A flicker at first. The slightest yielding of his firm, wide mouth. A catch in his breath.

His arms raised. Hesitated.

Then pulled her toward him convulsively as his lips parted to devour her.

The power of his embrace and the hot potency of his kiss drove the breath from Cecily’s body. She melted against him, surrendering to the sweet fire that rippled through her flesh.

She did not feel entrapped, as she had in the close confines of their bridal bed, or pressed against the tower wall in Ravensridge. Instead, Rowan’s fervor liberated something wild and natural within her.

The rustle of a smoky autumn breeze through the vividly colored leaves and the elemental melody of flowing water vibrated within her. The scent of the woodland, ripe and fertile, mingled with the musk of a male creature roused to a pitch of desire. Rowan’s kisses tasted like mulled autumn cider, hot, rich and intoxicating.

Wresting her lips, unwillingly, from his, she gasped, “Is it well we never consummated our union?”

Nostrils flared like a stallion at full gallop, Rowan stilled for a moment. He answered her brash quip with pensive earnest. “No. That was badly done and I was wrong to say otherwise.”

Sensing there was more to come, she held his gaze and waited—wanting him with a fierce craving that made all her previous desire seem like girlish flirtation.

Just when she felt she could stand it no more and must hurl herself upon him or beg him to take her, Rowan found his voice again. “Is it too late to mend what I have marred?”

All around them, nature lay poised between ripeness and decay. Completing the age-old cycle of budding, blossoming, bearing fruit and abating. Nothing in life was as certain as its transience.
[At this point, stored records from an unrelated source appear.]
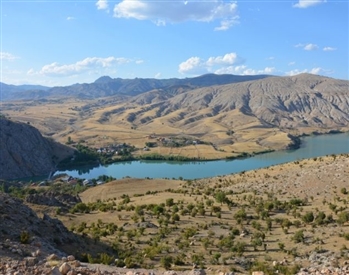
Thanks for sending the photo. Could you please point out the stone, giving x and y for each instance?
(31, 261)
(70, 258)
(52, 257)
(55, 271)
(197, 272)
(64, 268)
(76, 263)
Seasoned fruit, unplucked, only withered on the vine.

Slowly she shook her head. “Not too late at all. We must seize our time.”

The radiant expression that lit his face surpassed any smile Cecily had witnessed. It was as though the setting sun had changed its mind and risen again, warmer and more brilliant than ever.

Rowan glanced around. “Not here, greatly as it tempts me.” He held out his hand to her. “Let us see if my tent has been pitched. It will not afford us the amenities of my chamber at Ravensridge, but it is the best I can do for a bridal bower at short notice.”

Inebriated by this sudden, unforeseen accord between them, Cecily launched herself at Rowan, sending them both sprawling back onto a bed of moss.

“Just so you take me to wive.” She nuzzled his neck, trailing light nipping kisses from the base of his ear to his collarbone. “And make a good end to all the love lessons you began to teach me on our journey. I care not where.”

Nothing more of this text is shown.